A hot air balloon is filled with 1.51 × 106 L of an ideal gas on a cool morning (11 °C). The air is heated to 103 °C. What is the volume of the air in the balloon after it is heated? Assume that none of the gas escapes from the balloon.
the volume is directly proportional to the ABSOLUTE (ºKelvin) temperature
... K = C + 273
v = 1.51E6 L * [(103 + 273) / (11 + 273)]

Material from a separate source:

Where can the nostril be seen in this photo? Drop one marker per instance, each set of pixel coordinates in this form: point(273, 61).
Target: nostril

To solve this problem, we can use the ideal gas law equation:
PV = nRT
Where:
P = pressure of the gas
V = volume of the gas
n = number of moles of gas
R = ideal gas constant
T = temperature of the gas
Since the amount of gas inside the balloon remains constant, we can consider n and R as constant. Therefore, we can rewrite the equation as:
V1/T1 = V2/T2
Where:
V1 = initial volume of the gas (1.51 × 10^6 L)
T1 = initial temperature of the gas (11 °C + 273.15 K)
V2 = final volume of the gas (what we want to find)
T2 = final temperature of the gas (103 °C + 273.15 K)
Let's substitute the values into the equation and solve for V2:
(V1/T1) = (V2/T2)
(1.51 × 10^6 L) / (11 °C + 273.15 K) = V2 / (103 °C + 273.15 K)
Now, let's calculate:
(1.51 × 10^6 L) / (284.15 K) = V2 / (376.15 K)
V2 = (1.51 × 10^6 L) * (376.15 K) / (284.15 K)
V2 = 1,993,989.17 L
Therefore, the volume of the air in the balloon after it is heated is approximately 1,993,989.17 L.
To solve this problem, we need to use Charles's Law, which states that the volume of an ideal gas is directly proportional to its temperature, given that pressure and amount of gas remain constant. Charles's Law can be expressed as V1/T1 = V2/T2, where V1 and T1 are the initial volume and temperature, and V2 and T2 are the final volume and temperature.
Given:
V1 = 1.51 × 10^6 L (initial volume)
T1 = 11 °C = 11 + 273 = 284 K (initial temperature)
T2 = 103 °C = 103 + 273 = 376 K (final temperature)
We can rearrange the equation as V2 = V1 * (T2 / T1) to find the final volume.
Substituting the values into the equation:
V2 = 1.51 × 10^6 L * (376 K / 284 K)
V2 = 1.51 × 10^6 L * 1.3246
Calculating the expression:
V2 = 2.010666 × 10^6 L
Therefore, the volume of the air in the balloon after it is heated is approximately 2.010666 × 10^6 L.